Now, you have an actual time dependence in the exponential, introduced by the eigenstates and eigenvalues inserted at each time slice. Again, this was only possible after we have properly splitted the operator exponential into two separate operators, whose eigenstates we know! (If we knew the eigenstates of the Hamiltonian itself, we would not need to do this, but then again, we would probably also not need the path integral at all!)

 

[redtree]

How would you write the equations in your explanation in coordinate basis, i.e., not in Dirac notation?

 

[redtree]

Thank you for your response.The question I asked about writing the equations in non-Dirac notation was a serious one. Once you rewrite your equations in the coordinate basis, i.e., non-Dirac notation, then you should see why your answer is incorrect.As to why I use the subscript $n$ with the Hamiltonian:

\begin{equation}

\begin{split}

\psi(\vec{x}_n,t_n) &= \int_{-\infty}^{\infty} d\vec{x}_0 \psi(\vec{x}_0,t_0) K(\vec{x}_n,t_n;\vec{x}_0,t_0)

\\

&=\int_{-\infty}^{\infty} d\vec{x}_0 \psi(\vec{x}_0,t_0) \langle \vec{x}|e^{-i \frac{\mathcal{H}_n}{\hbar}(t_n-t_0)}|\vec{x}_0\rangle

\end{split}

\end{equation}Where:

\begin{equation}

\begin{split}

\psi(\vec{x}_n,t_n) &=e^{-i \frac{\mathcal{H}_n}{\hbar}(t_n-t_0)}\psi(\vec{x}_n,t_0)

\end{split}

\end{equation}

 

[protonsarecool]

Not trying to sound rude, but: Just no!
Not only is my answer mathematically sound, it also aligns with the standard treatment of path integral quantization in the standard references such as Peskin&Schroeder, Srednicki or Weinberg Vol. 1. I think vanshees already gave a link to his excellent lecture notes in your last thread, which also cover this construction: http://th.physik.uni-frankfurt.de/~hees/publ/lect.pdf

I'm going to repeat the key points once more:
The Baker-Campbell-Hausdorff formula reads
$$\exp(A+B) = \exp(A) \exp(B) \exp(-\frac{1}{2}[A,B] +...),$$
where ... stands for higher order nested commutators. Now, for the non-relativistic single particle path integral, $A=-\frac{i \hbar \Delta t}{2 m} \nabla^2$ and $B=\frac{i \Delta t}{\hbar} V(\vec{x})$, and so it is easy to see that $[A,B]$ does not vanish, so there are no joint eigenstates, and in general we have no hope of cleanly splitting the operators. However, by construction it is proportional to $(\Delta t)^2$, which means that it is suppressed if and only if $\Delta t \rightarrow 0$.

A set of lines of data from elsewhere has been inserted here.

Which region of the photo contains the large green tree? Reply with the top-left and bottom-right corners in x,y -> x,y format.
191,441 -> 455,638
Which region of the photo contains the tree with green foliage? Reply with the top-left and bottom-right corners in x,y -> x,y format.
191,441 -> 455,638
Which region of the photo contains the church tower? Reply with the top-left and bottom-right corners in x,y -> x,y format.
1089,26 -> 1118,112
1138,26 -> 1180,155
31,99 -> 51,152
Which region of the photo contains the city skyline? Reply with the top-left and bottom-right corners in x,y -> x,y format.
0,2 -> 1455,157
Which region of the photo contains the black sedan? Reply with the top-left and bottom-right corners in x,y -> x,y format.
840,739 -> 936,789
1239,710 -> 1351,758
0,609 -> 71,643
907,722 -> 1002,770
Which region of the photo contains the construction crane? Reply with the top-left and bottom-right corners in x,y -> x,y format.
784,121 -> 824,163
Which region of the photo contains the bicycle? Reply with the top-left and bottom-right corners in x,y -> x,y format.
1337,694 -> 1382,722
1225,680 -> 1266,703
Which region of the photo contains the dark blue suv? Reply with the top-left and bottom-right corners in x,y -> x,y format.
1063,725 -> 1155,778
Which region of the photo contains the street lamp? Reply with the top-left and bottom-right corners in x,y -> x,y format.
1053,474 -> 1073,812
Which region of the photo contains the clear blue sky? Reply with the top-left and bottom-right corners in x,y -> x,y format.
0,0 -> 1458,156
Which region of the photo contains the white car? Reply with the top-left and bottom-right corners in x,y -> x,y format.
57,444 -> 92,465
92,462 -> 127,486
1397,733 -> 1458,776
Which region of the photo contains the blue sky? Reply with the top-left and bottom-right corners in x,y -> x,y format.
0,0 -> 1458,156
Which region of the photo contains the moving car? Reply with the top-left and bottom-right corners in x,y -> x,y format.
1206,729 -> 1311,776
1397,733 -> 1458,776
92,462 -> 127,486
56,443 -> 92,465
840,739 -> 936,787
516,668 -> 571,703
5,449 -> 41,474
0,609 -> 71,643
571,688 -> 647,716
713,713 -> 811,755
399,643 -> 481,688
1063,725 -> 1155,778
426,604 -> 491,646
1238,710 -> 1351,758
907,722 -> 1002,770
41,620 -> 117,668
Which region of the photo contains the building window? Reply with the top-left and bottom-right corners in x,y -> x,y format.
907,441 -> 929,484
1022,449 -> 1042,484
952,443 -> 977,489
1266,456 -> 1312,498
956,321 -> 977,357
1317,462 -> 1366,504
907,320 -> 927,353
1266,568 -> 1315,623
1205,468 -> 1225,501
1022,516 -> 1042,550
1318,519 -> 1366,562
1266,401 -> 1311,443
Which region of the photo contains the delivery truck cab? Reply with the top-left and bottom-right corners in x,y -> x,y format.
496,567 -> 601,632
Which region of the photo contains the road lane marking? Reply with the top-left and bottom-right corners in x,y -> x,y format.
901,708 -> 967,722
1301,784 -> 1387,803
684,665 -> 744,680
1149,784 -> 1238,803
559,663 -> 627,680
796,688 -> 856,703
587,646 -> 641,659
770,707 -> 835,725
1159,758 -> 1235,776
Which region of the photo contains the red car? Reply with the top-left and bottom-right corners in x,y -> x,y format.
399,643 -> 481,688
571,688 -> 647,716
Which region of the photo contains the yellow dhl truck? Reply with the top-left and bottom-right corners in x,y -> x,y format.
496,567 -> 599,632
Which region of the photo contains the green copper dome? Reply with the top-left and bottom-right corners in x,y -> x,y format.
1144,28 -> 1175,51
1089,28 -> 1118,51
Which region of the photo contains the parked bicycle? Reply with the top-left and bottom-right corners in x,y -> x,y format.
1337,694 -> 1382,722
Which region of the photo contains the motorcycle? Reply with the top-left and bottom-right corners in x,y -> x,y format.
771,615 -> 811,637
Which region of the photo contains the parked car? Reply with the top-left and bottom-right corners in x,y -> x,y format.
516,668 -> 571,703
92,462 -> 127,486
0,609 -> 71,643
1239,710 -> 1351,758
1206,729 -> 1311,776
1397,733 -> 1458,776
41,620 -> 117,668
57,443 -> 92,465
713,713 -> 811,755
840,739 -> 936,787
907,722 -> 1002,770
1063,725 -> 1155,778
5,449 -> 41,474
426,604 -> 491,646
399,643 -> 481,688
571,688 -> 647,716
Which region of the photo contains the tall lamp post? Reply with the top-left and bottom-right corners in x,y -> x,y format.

Your definition of the matrix elements of time evolution is simply wrong, not much to say about it. It should be
$$K(\vec{x}_n,t_n;\vec{x}_0,t_0) = <\vec{x_n}|\exp(\frac{i (t_n-t_0)}{\hbar}\hat{H})|\vec{x}_0>,$$
no invented subscripts! I am still not sure if your H_n is supposed to refer to the position x_n or to the time t_n. In the first case it is simply nonsense, the Hamiltonian doesn't know anything about which state it is acting on. And since position states are not eigenstates of the Hamiltonian, there is no replacement operator->eigenvalue going on!

The second case also doesn't work, the path integral construction as discussed only holds for time independent Hamiltonians. For time dependent Hamiltonians, the time evolution is defined through the time ordering exponential:
$U(t_n,t_0) = \mathcal{T} \exp(\frac{i}{\hbar} \int_{t_0}^{t_n} dt \hat{H}(t)),$
where the time ordering acts on each of the series expansion terms separately. To path integral quantize such a system you need the much more powerful Keldysh formalism, which is able to handle arbitrary time dependent Hamiltonians and arbitrary (pure and mixed) density matrices, see eg. Kamenev: https://arxiv.org/abs/cond-mat/0412296 , or vanshees lecture notes: http://th.physik.uni-frankfurt.de/~hees/publ/off-eq-qft.pdf .

But you shouldn't go into that before the standard time independent construction is perfectly clear. I can only emphasize: Read and understand the standard references i gave you above, and stick with their notation, don't make up your own.